I haven’t written anything here since we got back from Rome. We have been busy with the every day nitty gritty, and I have been feeling uninspired. Hopefully with this post I’ll get my grove back!

Recently there has been a change along the route we walk to and from school, and it has caused me to reflect on the comfort I take in our routines. We see the same people each day between our apartment and school. I know each guardian and each fruit vendor, and I find it very comforting to see the same people every day. On our block we always see our building guardian and the guard for the home furnishings store. Across the street is our favorite fruit seller who always gives the kids a free banana, and around the corner is the street guardian that Ellie plays chase with. Each day on our way to pick up Patrick she eagerly waits for him to see her and runs gleefully down the block as he “chases” her, while I following behind. He always plays the game with her, and he never lets her run too far away from me. He also always respects her “personal space” bubble, and doesn’t push her boundaries, which I really appreciate. The game also gets us down the block twice as fast as we would go without it! That’s a win in my book!

The next block is the “young” guardian who has learned from my kids that their “personal space bubble” is bigger than he would have thought. (Side note: my kids get touched frequently here in Morocco, much more than they would in the states, and more frequently than they would like. It’s completely culturally appropriate and normal, but feels foreign to my kids since it doesn’t align with the cultural norms where we are from. I’ll write a whole separate post on this sometime soon. It definitely deserves more attention and thought than a few lines here!)
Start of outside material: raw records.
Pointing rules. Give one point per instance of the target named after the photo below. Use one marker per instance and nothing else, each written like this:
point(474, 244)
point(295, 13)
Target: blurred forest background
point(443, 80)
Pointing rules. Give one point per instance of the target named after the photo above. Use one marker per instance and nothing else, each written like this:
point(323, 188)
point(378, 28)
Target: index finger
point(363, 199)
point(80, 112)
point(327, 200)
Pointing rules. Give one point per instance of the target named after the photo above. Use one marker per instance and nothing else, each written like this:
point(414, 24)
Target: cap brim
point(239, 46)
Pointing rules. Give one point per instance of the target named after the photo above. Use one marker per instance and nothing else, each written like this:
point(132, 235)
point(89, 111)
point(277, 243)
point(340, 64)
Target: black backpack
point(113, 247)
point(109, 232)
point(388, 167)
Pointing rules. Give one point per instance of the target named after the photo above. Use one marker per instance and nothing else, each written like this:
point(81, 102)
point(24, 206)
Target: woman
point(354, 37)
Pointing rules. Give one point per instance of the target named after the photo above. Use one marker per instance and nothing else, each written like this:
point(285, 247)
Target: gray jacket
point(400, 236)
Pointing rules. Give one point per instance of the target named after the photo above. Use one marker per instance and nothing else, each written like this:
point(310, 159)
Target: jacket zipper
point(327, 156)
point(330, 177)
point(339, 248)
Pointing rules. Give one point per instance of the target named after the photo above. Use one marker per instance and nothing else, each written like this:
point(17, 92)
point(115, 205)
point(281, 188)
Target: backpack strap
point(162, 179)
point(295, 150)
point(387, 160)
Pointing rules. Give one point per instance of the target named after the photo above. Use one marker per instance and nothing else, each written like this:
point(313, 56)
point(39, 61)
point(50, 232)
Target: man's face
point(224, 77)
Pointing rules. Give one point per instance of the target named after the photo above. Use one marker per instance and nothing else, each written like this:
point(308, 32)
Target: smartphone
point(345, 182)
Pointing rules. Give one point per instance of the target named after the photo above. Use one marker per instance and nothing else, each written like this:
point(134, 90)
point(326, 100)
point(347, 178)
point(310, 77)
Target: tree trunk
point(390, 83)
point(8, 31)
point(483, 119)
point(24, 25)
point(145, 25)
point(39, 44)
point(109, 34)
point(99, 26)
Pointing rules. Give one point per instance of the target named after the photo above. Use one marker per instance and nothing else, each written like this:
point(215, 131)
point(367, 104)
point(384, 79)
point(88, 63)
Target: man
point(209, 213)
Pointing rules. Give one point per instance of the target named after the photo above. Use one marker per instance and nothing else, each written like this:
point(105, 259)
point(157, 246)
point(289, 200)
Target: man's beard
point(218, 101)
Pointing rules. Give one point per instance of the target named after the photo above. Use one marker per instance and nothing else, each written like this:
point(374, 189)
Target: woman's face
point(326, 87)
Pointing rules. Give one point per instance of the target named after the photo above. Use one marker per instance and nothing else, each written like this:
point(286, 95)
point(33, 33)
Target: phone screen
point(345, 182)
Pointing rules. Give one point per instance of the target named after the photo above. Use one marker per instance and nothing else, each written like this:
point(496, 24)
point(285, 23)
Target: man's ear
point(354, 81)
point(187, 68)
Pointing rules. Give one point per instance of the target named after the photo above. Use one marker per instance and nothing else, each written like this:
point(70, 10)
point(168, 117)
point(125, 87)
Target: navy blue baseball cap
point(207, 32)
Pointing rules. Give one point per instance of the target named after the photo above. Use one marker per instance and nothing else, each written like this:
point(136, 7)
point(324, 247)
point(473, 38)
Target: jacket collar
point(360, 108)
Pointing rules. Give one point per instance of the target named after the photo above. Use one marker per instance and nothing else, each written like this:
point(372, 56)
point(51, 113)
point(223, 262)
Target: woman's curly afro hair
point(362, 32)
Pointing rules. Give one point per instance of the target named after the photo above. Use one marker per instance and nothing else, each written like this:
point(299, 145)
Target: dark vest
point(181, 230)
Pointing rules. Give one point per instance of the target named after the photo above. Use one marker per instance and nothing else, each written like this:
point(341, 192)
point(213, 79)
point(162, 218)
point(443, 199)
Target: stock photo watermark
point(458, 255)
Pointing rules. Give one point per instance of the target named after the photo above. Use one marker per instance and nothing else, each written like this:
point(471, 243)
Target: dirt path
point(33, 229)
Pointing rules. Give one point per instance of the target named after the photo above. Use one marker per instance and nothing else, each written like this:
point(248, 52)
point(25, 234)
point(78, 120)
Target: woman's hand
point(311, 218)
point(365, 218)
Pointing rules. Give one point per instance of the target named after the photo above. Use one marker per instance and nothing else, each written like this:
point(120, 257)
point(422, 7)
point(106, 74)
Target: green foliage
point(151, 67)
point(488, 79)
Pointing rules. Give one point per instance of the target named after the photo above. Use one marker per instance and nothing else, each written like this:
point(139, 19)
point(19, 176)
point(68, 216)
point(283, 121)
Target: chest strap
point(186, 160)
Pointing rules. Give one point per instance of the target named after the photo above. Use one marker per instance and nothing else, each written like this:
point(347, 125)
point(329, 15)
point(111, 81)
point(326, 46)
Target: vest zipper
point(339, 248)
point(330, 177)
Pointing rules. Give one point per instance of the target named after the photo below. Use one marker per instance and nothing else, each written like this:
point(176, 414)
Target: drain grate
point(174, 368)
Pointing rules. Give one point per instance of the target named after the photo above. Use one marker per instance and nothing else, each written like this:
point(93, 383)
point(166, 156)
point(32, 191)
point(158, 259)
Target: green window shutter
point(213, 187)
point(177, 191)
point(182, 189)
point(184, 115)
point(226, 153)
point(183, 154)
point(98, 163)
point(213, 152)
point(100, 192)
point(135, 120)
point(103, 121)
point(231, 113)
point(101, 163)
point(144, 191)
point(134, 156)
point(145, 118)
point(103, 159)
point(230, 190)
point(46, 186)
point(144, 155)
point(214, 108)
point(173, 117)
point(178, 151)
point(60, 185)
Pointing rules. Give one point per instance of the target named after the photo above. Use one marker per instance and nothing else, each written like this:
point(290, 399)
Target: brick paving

Next on our walk is the car dealership where Ellie likes to climb the steps and jump off into my arms, with the encouragement of the dealership security guard. This little stop is what got me thinking about our route, and the people along it. There is a new security guard at the dealership and I’m still adjusting to seeing someone new on our walk. This small change has got me thinking about my expectations for each day, and the simple pleasure I take in knowing that I will see the exact same people, and have basically the exact same interactions with them each day. I take comfort in this sense of routine, and the sameness of each interaction.

We take the same route each day because as humans we are creatures of habit, and we like the comfort of a routine and knowing exactly what will come next. As an expat I think I take particular comfort in this level of routine, because I don’t have to think too hard about it. Most of my daily interactions, with people other than my immediate family and friends, happen in a language that I am not fluent in. They also frequently involve social customs and norms that are not native to me. I can (and have) learned some of them, but they are not ingrained in my psyche in the same way that my native culture is. These thoughts are a big part of why we wanted to give our children an international experience, and upbringing. I want them to have a less ridged and (hopefully) less ingrained since of cultural norms than my own, and we hope that this experience will expand their acceptance of people from different cultures and customs. It has certainly expanded my own acceptance and knowledge in ways that I find both challenging and amazing. I want for Patrick and Ellie a flexibility of cultural, like poking a perfectly kneaded pizza dough, and watching it spring back. I want them to be able to fill that dent and bounce back, because a variety of cultures, traditions, and customs have been kneaded into their own psyche.

After collecting Patrick we reverse course and see the same people on the way home. The only difference is that now we have snacks, and in case you are wondering it takes 4 cookies per child to walk home. A small price to pay for not listening to the of of them whine, or having to carry Ellie!